Once back in Schweidnitz I learnt that I was to go into the field with the next marching company. On 4 June, a Sunday, it was time to go. I had assembled the company and a general had inspected it. Purple and white lilac was in bloom, and I had given orders to plunder the bushes by the barracks hedge so that every man wore a flower on his chest. Led by the regimental band, we set off for the station. It was the only time in my entire career as a soldier that I was able to march with a full band. So we went through the Peterstrasse and across the town hall square to the station. I marched at the head of the company.
At a window of her apartment in the Peterstrasse stood Gisela. She came to the station. The company was already entrained, and we were able to speak for a while together. Not only for her but also for me, that farewell was hard. She gave me a book Wer Gottes Fahrt gewagt, ‘Who dares God’s journey’. It had pictures and histories from the house of Flex, at its centre Walter Flex, the poet of the Jugendbewegung or youth movement, who was killed in action in 1918. I stood with Gisela a little apart from the others. There was a fence between us. She was wearing a bright summer dress with a narrow waist. Gisela’s eyes shone moist and we kissed tenderly. To the strains of muss i denn the train began to move. Gisela’s face and figure became blurred to me. Soon I could only see the white speck of her dress and finally even that disappeared. The dedication that she had written in the book read: ‘For lonely hours in the field – from my heart – your Gisela’.

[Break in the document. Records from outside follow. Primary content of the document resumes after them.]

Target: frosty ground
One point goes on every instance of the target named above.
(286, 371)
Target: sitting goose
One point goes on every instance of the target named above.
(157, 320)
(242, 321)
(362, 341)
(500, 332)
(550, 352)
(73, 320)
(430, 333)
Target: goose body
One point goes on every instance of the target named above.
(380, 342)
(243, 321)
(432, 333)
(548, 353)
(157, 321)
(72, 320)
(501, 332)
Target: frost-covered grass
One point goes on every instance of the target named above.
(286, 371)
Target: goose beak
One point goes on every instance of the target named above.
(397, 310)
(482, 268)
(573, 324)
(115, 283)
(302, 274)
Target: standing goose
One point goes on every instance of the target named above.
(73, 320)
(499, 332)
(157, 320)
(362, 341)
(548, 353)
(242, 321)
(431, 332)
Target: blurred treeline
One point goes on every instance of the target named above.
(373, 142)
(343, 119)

On 6 June we were sitting in the goods station at Lodz, which at that time was called Litzmannstadt. News reached us of the landing of Allied troops in France. Even if we ordinary Landser did not know anything of the wider picture, it was still clear to everyone that by then the war had entered into a decisive stage. However, that it could end with a German defeat was far from anyone’s thoughts. In the ‘travelling community’ of the goods wagon we were temporarily filled with a feeling of special belonging. Once we arrived out there the companionship of the train would be immediately torn apart and we would be assigned to many different units. But at that moment everyone felt the common experience of an unknown, even if distant, danger. After some excited commentary on the news it became quiet and one man hummed a tune. Then one became several and finally every one joined in the familiar old melody:
When the last verse rang out, the modest beginning had grown into a choir. It was impressive how many men knew the words for the second and third verses.
On 11 June we were at our destination. The journey had passed through Warsaw, Vilna, Dünaburg, Molodetschno and Polotzk, as far as a Vitebsk, and finished in Lowsha. The command post of the Division was located there. The allocation of men took place as expected. The Majority of the infantrymen joined the newly reformed third Grenadierregiment of the Division. By then it consisted of regiments 7, 461, and 472. I became Adjutant of the 2nd Battalion, which was commanded by Hauptmann Muller. ‘Pi’ Muller had been among the seven ‘seveners’ who had been convalescing in Freiwaldau. When he found out that I had come on that transport, he asked for me as adjutant. Our 252nd Infanteriedivision, the Eichenlaub or ‘Oak leaf’ Division, was the division located at the point of connection between army groups Centre and North. That meant particular danger, because a preferred target for attack was at those points of connection, where areas of command were separated.